Archive for the ‘Property Taxes’ Category

Property Tax Deadline Is Monday

Monday, December 10th, 2007

If you own property in California, Monday is the deadline to pay your first property tax bill. The bill must either be paid in person at your county’s tax-collector’s office or it must be postmarked by Monday. Your tax-collector may offer payments by credit card or over the Internet; you can check this by calling or looking at your county’s web site.

The second payment is due on April 10th.

Typos Count

Thursday, July 19th, 2007

I used to reside in Tulare County, located in California’s Central Valley. It’s prime agricultural land. It’s also one of the poorest counties in California. And the county will need to find $327,000.

The Dinuba Redevelopment Agency is funded through property taxes paid by various businesses in Dinuba. Unfortunately, the Tulare County Assessor misclassified some businesses in 1998. The error was discovered in 2004, and corrected. The Dinuba Redevelopment Agency asked that the error be fixed retroactively (so that the agency would receive $327,000); the county refused.

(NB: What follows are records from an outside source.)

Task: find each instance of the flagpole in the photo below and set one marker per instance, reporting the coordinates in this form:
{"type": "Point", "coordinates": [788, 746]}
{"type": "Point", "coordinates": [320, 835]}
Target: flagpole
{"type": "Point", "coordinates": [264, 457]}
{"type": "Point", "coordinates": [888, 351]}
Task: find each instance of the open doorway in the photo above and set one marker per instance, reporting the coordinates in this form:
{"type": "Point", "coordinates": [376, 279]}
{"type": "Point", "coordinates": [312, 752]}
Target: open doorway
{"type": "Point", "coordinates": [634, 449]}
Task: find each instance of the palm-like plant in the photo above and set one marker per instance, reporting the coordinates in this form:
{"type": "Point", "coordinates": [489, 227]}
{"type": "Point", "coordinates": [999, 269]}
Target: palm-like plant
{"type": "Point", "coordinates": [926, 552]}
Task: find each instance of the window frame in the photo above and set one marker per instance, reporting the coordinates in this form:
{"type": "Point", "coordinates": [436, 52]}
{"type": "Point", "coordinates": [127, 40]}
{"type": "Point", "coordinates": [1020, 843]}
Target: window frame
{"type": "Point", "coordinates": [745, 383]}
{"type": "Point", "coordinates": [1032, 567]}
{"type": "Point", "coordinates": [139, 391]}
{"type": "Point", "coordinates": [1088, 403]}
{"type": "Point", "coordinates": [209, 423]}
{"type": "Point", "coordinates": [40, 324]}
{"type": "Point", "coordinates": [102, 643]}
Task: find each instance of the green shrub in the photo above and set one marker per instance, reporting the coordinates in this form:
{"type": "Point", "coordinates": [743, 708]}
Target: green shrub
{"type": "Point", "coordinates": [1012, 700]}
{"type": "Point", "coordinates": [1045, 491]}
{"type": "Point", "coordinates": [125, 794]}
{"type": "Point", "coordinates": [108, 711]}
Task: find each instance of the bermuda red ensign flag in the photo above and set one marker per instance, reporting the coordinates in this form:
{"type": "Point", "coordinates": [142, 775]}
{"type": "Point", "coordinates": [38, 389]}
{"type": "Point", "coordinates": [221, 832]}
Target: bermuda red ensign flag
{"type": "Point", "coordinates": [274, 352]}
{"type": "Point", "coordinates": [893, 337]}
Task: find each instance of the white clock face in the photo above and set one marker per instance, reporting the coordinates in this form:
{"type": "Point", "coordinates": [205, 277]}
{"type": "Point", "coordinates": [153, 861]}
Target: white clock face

Dinuba took the case to court, and lost in Tulare County Superior Court. They appealed, and won at the 5th District Court of Appeals. Tulare County then appealed to the California Supreme Court; that court upheld the appeals court decision.

So it is important to check your property tax bills…both for the counties sending them to taxpayers and for taxpayers receiving them.

News Story: Tulare Advance-Register

First Property Tax Payment Due Today

Monday, December 11th, 2006

Just a reminder that the first installment of property taxes for Californians must be postmarked today. Alternatively, most County Assessor/Treasurer offices will remain open late for you to make payments.

A $399,878,100 Error

Monday, February 20th, 2006

Budgeting at the local (municipal, county, and township) level usually begins with the treasurer/tax collector telling the board here’s how much money we’re going to receive this year in property taxes based on the property valuation. The board then comes up with a budget. (Yes, I’m simplifying the process; however, this is essentially what is done.)

In Porter County, Indiana, someone made a typographical error on the valuation of a house in Valparaiso. Instead of the $121,900 it’s really worth, that unknown individual typed in $400,000,000. Typos happen all the time; usually there’s a process in place to check for things like that. I would have expected if the assessed valuation increased by $400,000,000 that someone would have looked to see what triggered it. They would have noticed that a house’s value increased just a bit; someone would investigate and the typo would be corrected.

But that didn’t happen. And all the agencies–cities, counties, school districts, etc.–budgeted based on the erroneous figure. The owner of the house decided not to pay taxes based on the $400,000,000 assessed valuation.

Now many, if not all, of the government agencies impacted by this will have to have layoffs. All because of a typographical error that should have been caught if proper budgeting analysis were done, and all of the agencies involved notified of the error.